立春とは名ばかりの、厳寒の日々がつづいてますね。

すでにご存知かと思いますが、8日(木)の午後2時から、芦屋市立美術博物館(伊勢町)の講義室で、「文豪谷崎と芦屋 『細雪』を中心に」という講座が開催されます。
講師は、谷崎潤一郎記念館の永井敦子さんです。
参加費無料。先着60人とありますが、予約不要で当日おとずれてかまわないようです。詳しくは、同館のホームページで、ご確認願います。
お時間の都合がつくようでしたら、どうぞ。

風邪とインフルエンザには、くれぐれもお気をつけください。

[ 373 ] 2018/02/06 17:38:47 [ 削除 ] [ 通報 ]

373さんお知らせありがとうございます。
大変興味があるのですが、当日所用があり、参加できません。
今後ともよろしくお願いいたします。

[ seitaro ] 2018/02/06 17:54:23 [ 削除 ] [ 通報 ]
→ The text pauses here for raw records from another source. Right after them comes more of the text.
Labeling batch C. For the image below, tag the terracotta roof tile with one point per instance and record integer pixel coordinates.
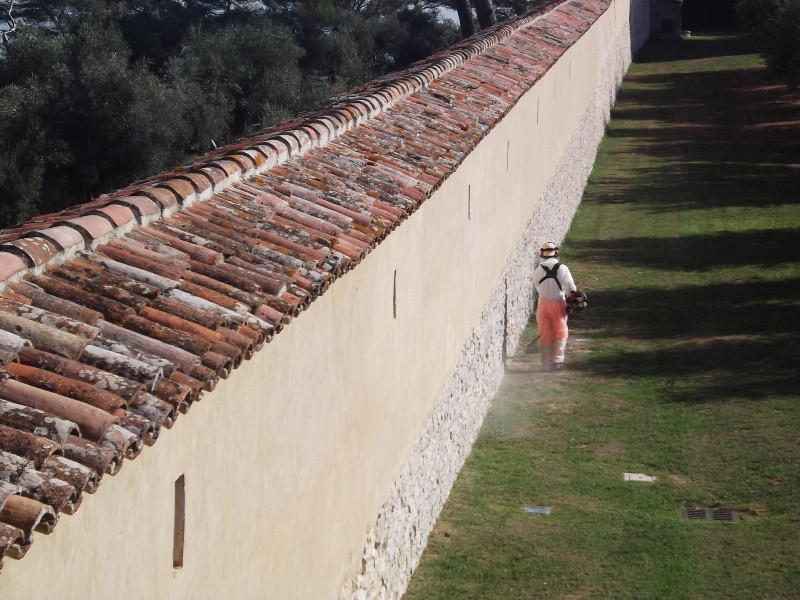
(118, 314)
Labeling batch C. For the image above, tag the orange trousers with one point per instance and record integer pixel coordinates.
(551, 316)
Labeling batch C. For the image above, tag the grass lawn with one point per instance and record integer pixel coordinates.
(684, 367)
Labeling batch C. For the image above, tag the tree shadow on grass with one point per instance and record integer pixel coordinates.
(691, 49)
(707, 343)
(749, 308)
(710, 370)
(700, 253)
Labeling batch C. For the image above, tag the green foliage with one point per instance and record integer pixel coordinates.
(97, 93)
(774, 25)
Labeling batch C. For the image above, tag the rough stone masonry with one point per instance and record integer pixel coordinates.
(395, 543)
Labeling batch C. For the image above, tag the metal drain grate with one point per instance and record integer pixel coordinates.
(711, 514)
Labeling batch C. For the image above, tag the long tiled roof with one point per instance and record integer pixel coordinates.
(118, 314)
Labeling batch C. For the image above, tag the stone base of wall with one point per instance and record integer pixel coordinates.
(395, 543)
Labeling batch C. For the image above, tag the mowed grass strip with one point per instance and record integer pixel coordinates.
(684, 367)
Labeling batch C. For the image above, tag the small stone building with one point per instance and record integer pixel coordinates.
(665, 18)
(307, 326)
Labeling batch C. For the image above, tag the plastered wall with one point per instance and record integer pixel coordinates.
(296, 464)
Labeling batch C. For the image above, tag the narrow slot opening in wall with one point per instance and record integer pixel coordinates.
(179, 528)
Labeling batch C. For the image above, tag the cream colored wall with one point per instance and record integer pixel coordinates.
(288, 463)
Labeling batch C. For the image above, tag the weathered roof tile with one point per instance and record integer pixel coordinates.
(153, 293)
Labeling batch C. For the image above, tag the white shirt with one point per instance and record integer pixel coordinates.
(548, 289)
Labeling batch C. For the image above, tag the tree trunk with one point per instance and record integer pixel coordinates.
(466, 19)
(485, 10)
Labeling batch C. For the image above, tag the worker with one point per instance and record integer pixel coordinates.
(553, 282)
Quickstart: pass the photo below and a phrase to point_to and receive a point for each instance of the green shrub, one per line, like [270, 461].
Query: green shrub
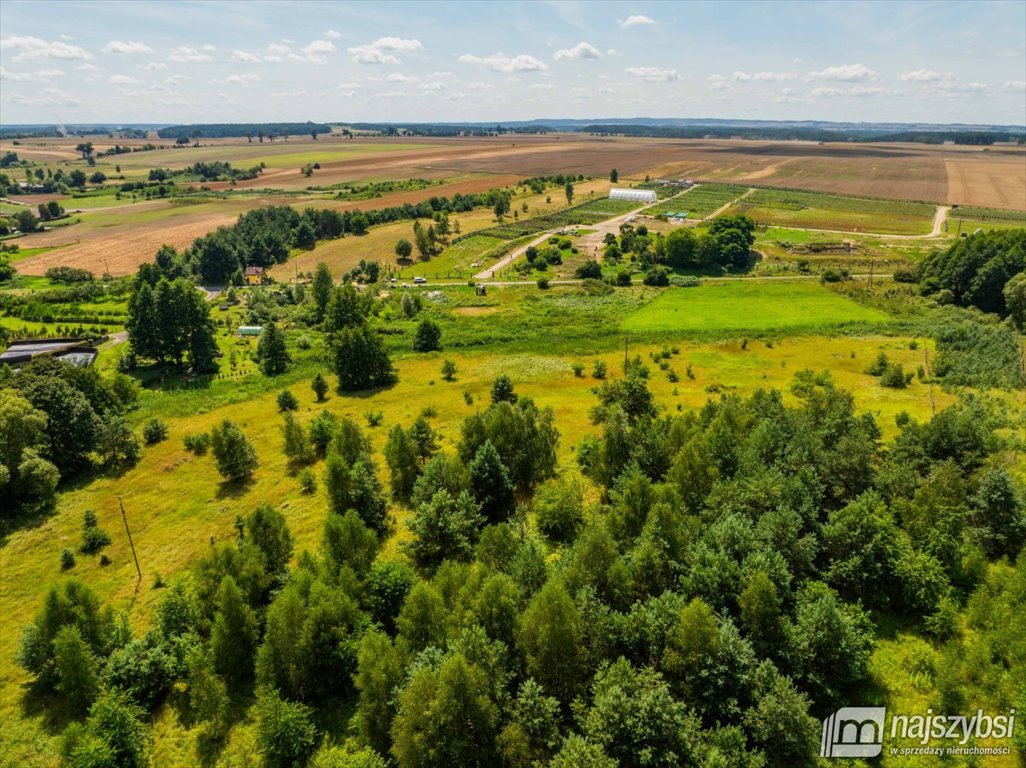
[895, 376]
[154, 432]
[197, 443]
[287, 401]
[878, 366]
[308, 481]
[93, 537]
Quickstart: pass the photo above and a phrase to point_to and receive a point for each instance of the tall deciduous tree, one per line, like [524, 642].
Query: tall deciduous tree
[321, 288]
[550, 637]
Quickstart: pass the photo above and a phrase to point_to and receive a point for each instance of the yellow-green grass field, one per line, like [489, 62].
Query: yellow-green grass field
[817, 210]
[176, 504]
[749, 305]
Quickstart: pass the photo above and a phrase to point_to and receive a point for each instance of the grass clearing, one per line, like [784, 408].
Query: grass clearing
[749, 306]
[812, 209]
[699, 201]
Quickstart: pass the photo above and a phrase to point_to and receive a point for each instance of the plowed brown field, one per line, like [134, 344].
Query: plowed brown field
[967, 175]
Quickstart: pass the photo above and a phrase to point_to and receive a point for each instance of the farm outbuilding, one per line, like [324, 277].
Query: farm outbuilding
[636, 196]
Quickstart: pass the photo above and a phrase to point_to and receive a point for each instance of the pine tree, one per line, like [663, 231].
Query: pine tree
[271, 351]
[490, 485]
[321, 288]
[360, 360]
[428, 336]
[297, 445]
[76, 669]
[319, 386]
[400, 454]
[233, 639]
[232, 452]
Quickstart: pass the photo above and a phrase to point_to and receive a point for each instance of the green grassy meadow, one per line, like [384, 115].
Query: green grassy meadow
[817, 210]
[699, 201]
[749, 306]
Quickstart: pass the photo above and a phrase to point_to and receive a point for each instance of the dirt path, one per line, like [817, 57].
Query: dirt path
[721, 208]
[942, 213]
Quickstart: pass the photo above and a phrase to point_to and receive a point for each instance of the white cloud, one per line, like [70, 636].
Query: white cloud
[245, 78]
[950, 85]
[919, 76]
[34, 48]
[874, 90]
[862, 91]
[636, 21]
[653, 74]
[383, 50]
[763, 77]
[502, 63]
[29, 77]
[581, 50]
[117, 46]
[315, 50]
[186, 54]
[845, 73]
[45, 97]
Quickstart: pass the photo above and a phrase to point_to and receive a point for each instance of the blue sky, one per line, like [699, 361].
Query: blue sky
[222, 62]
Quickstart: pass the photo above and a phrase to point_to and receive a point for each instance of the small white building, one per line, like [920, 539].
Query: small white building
[636, 196]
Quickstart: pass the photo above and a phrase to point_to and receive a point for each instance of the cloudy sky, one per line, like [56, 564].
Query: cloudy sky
[227, 62]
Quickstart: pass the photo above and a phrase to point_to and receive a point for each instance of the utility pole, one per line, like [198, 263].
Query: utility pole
[130, 542]
[925, 360]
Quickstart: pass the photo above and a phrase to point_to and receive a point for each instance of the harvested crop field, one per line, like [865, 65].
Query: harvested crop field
[993, 179]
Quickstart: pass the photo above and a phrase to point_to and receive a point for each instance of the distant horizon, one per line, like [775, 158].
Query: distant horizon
[554, 121]
[204, 62]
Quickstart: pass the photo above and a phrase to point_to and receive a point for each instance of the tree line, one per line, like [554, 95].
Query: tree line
[717, 596]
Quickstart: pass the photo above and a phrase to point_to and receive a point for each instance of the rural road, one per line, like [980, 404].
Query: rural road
[721, 208]
[749, 279]
[590, 241]
[939, 217]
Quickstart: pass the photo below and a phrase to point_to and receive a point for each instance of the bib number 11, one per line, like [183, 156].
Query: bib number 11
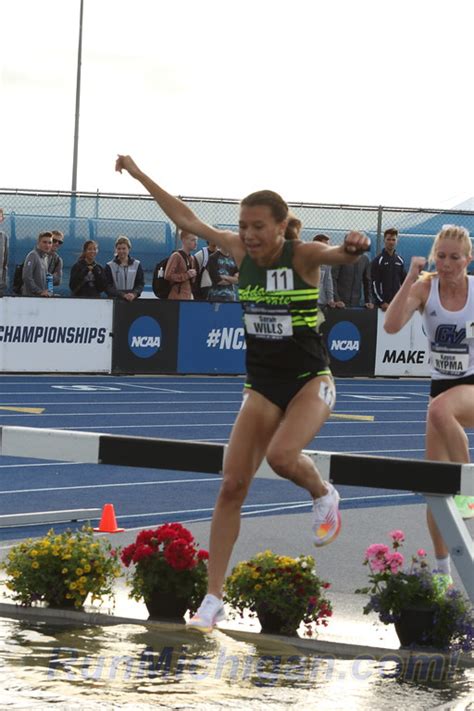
[279, 279]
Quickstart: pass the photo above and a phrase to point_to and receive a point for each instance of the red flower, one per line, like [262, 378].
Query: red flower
[180, 555]
[172, 531]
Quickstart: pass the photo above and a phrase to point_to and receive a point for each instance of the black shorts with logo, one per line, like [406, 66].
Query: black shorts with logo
[440, 386]
[281, 393]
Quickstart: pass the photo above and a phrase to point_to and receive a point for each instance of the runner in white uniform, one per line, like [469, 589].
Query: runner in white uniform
[446, 301]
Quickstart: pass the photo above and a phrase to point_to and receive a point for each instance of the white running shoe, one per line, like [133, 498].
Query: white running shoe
[326, 517]
[465, 506]
[210, 611]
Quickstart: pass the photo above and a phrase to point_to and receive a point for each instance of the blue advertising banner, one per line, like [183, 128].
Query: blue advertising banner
[211, 338]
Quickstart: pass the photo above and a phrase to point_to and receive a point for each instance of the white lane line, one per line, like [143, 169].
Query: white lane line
[216, 479]
[150, 388]
[263, 508]
[42, 464]
[166, 413]
[230, 424]
[356, 406]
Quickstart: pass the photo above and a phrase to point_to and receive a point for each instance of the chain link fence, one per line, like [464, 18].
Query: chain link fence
[103, 217]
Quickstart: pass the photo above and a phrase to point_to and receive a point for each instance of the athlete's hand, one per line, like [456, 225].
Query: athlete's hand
[127, 163]
[356, 243]
[417, 265]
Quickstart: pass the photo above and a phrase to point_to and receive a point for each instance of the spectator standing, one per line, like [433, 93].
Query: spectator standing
[349, 280]
[387, 270]
[35, 267]
[3, 259]
[123, 274]
[203, 280]
[224, 275]
[87, 276]
[326, 287]
[181, 269]
[55, 263]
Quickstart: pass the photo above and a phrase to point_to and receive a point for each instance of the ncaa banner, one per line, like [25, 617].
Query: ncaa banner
[145, 336]
[55, 335]
[211, 338]
[402, 353]
[350, 336]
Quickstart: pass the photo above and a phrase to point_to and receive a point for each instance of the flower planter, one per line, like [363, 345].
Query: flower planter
[274, 623]
[414, 627]
[166, 606]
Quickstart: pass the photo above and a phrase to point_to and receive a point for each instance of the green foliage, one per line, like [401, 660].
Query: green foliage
[393, 589]
[168, 560]
[61, 568]
[287, 587]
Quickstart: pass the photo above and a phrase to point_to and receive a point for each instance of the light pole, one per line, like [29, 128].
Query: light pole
[76, 119]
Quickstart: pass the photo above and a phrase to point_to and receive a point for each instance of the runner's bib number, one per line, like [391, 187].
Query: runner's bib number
[280, 279]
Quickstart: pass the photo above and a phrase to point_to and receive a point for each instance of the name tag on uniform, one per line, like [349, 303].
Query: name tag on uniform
[280, 279]
[269, 326]
[450, 361]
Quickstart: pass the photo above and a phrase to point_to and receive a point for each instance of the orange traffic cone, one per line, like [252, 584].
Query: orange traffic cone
[108, 522]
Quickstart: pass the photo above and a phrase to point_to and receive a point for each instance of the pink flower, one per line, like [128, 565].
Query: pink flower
[378, 565]
[394, 561]
[376, 550]
[398, 536]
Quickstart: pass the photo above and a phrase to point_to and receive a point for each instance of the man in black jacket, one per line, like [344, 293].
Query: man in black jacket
[387, 271]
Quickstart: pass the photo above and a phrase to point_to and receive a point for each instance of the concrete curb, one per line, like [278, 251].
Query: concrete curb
[331, 649]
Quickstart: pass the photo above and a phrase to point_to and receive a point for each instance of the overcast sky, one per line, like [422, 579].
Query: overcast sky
[338, 101]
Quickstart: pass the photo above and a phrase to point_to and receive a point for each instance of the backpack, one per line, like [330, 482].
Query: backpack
[17, 279]
[161, 286]
[203, 281]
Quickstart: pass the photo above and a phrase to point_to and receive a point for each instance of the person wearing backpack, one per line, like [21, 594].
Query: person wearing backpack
[35, 267]
[181, 269]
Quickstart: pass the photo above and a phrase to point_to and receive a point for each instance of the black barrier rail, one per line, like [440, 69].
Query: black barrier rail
[438, 481]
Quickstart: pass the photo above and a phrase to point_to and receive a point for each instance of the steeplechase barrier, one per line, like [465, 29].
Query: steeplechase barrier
[437, 481]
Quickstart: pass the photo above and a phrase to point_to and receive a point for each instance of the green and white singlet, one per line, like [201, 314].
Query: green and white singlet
[280, 316]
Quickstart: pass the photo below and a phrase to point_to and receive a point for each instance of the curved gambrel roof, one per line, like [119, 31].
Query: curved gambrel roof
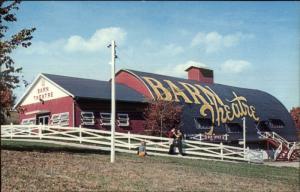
[263, 105]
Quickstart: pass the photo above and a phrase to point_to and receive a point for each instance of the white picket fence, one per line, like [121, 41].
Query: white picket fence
[125, 142]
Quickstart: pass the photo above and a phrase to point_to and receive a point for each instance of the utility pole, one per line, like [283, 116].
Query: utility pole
[113, 101]
[244, 135]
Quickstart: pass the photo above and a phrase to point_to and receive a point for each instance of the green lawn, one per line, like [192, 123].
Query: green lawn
[81, 169]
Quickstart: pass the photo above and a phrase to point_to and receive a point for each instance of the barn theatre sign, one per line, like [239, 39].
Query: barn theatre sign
[43, 93]
[210, 102]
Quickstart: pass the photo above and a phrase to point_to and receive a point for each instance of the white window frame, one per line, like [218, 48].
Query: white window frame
[64, 119]
[87, 120]
[121, 124]
[199, 126]
[60, 119]
[28, 121]
[103, 117]
[228, 130]
[57, 121]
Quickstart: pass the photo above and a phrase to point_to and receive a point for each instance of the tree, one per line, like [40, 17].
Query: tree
[9, 73]
[295, 113]
[161, 116]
遂に西宮ブログ一位になりましたね〜 ☆彡毎回凄い内容ですね☆彡

[ モンセ分店薬局 薬剤師徒然日記 ] 2018/02/07 11:16:51 [ 削除 ] [ 通報 ]

ありがとうございます。でもランキングはもっと下の方が居心地がいいですし、運営者の恣意的なもので定期的に変えられている気がします。閲覧者数もtwitterから推定すると、実際はかなり少ないと思っています。

[ seitaro ] 2018/02/07 13:01:42 [ 削除 ] [ 通報 ]

なるほどね☆彡 しかし、博学ですね 本を読むのが更に楽しくなります これからも楽しみにしています 私も私なりに本紹介やり続けます。大したことは書けませんが.

[ モンセ分店薬局 薬剤師徒然日記 ] 2018/02/07 21:16:06 [ 削除 ] [ 通報 ]

私の備忘録として綴っているだけなのですが、ありがとうございます。モンセ分店薬局さんからのご紹介も楽しみに読ませていただきます。